It seems that there are two ideas of expectation, variance, etc. going on in our world.
In any probability textbook:
I have a random variable $$X$$, which is a function from the sample space to the real line. Ok, now I define the expectation operator, which is a function that maps this random variable to a real number, and this function looks like, $$\mathbb{E}[X] = \sum\limits_{i = 1}^n x_i p(x_i)$$ where $$p$$ is the probability mass function, $$p: x_i \mapsto [0,1], \sum_{i = 1}^n p(x_i) = 1$$ and $$x_i \in \text{range}(X)$$. The variance is, $$\mathbb{E}[(X - \mathbb{E}[X])^2]$$
The definition is similar for a continuous RV.
However, in statistics, data science, finance, bioinformatics (and I guess everyday language when talking to your mother)
I have a multi-set of data $$D = \{x_i\}_{i = 1}^n$$ (weight of onions, height of school children).

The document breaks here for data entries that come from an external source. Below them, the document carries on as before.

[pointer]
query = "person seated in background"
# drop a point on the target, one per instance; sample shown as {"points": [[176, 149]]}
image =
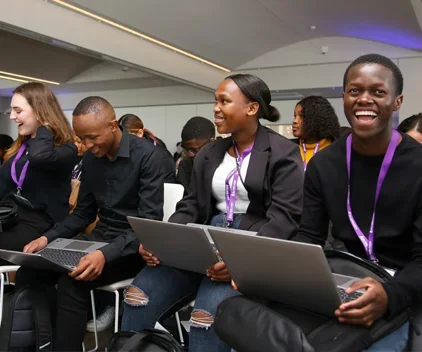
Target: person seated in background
{"points": [[5, 143], [369, 185], [38, 166], [265, 197], [344, 130], [412, 126], [134, 125], [315, 125], [121, 176], [196, 133]]}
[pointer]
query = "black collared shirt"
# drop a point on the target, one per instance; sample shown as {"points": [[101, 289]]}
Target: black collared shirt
{"points": [[131, 184]]}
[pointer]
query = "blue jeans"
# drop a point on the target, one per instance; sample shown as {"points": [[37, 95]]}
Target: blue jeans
{"points": [[168, 289], [395, 342]]}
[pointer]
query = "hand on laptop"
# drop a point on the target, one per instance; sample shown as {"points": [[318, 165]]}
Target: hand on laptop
{"points": [[218, 272], [149, 258], [90, 267], [369, 307], [36, 245]]}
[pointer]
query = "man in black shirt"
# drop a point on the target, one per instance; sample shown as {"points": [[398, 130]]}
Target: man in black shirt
{"points": [[387, 230], [122, 176]]}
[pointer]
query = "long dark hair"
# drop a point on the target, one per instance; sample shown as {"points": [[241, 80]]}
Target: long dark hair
{"points": [[256, 90], [319, 119]]}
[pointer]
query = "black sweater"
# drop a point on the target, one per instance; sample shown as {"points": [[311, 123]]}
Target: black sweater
{"points": [[47, 181], [398, 221]]}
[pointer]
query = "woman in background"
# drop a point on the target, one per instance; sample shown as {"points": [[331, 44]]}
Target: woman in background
{"points": [[412, 126], [38, 166], [134, 125], [316, 126]]}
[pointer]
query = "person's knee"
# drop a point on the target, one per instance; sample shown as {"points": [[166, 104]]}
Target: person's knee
{"points": [[201, 319], [134, 296]]}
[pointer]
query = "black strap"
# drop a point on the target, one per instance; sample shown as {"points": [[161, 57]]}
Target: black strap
{"points": [[143, 338], [41, 309]]}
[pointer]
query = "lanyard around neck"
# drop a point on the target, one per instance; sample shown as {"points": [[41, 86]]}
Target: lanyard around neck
{"points": [[235, 174], [19, 182], [368, 241], [304, 153]]}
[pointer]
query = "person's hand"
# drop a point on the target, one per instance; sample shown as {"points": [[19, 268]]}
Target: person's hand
{"points": [[36, 245], [149, 258], [90, 267], [218, 272], [369, 307]]}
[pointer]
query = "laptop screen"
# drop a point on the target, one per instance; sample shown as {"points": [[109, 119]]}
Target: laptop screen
{"points": [[80, 246]]}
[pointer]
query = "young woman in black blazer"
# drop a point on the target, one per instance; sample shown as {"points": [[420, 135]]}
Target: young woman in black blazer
{"points": [[267, 198], [38, 166]]}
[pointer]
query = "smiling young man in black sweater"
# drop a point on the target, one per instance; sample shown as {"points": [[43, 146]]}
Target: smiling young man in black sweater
{"points": [[342, 183]]}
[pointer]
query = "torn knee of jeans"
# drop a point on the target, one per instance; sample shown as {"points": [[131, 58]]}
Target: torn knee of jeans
{"points": [[201, 319], [134, 296]]}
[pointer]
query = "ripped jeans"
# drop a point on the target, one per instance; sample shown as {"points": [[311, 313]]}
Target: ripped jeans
{"points": [[167, 289]]}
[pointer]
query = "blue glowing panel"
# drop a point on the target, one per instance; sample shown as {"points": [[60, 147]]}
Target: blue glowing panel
{"points": [[387, 35]]}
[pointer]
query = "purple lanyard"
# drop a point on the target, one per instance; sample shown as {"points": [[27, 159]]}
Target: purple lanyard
{"points": [[231, 190], [304, 153], [368, 242], [19, 182]]}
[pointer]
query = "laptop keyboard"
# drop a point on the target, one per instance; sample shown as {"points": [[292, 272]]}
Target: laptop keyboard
{"points": [[348, 297], [62, 257]]}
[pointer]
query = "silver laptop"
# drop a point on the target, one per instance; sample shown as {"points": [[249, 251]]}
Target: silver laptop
{"points": [[179, 246], [61, 255], [283, 271], [207, 227]]}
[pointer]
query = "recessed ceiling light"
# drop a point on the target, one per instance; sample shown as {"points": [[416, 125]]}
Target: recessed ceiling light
{"points": [[28, 78], [140, 35], [13, 79]]}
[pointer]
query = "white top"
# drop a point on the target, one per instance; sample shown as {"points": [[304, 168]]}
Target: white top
{"points": [[219, 184]]}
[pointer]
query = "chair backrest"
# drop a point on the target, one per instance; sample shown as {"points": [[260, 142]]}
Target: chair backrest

The mean of this dataset is
$$\dfrac{1}{n}\sum\limits_{i= 1}^n x_i$$
The variance of this dataset (according to "science buddy" and "mathisfun dot com" and government of Canada) is,
$$\dfrac{1}{n}\sum\limits_{i= 1}^n(x_i - \sum\limits_{j= 1}^n \dfrac{1}{n} x_j)^2$$
I mean, I can already see what's going on here (one is assuming uniform distribution), however, I want an authoritative explanation on the following:
1. Is the distinction real? Meaning, is there a universe where expectation/mean/variance... are defined for functions/random variables and another universe where expectation/mean/variance... are defined for raw data? Or are they essentially the same thing (with hidden/implicit assumption)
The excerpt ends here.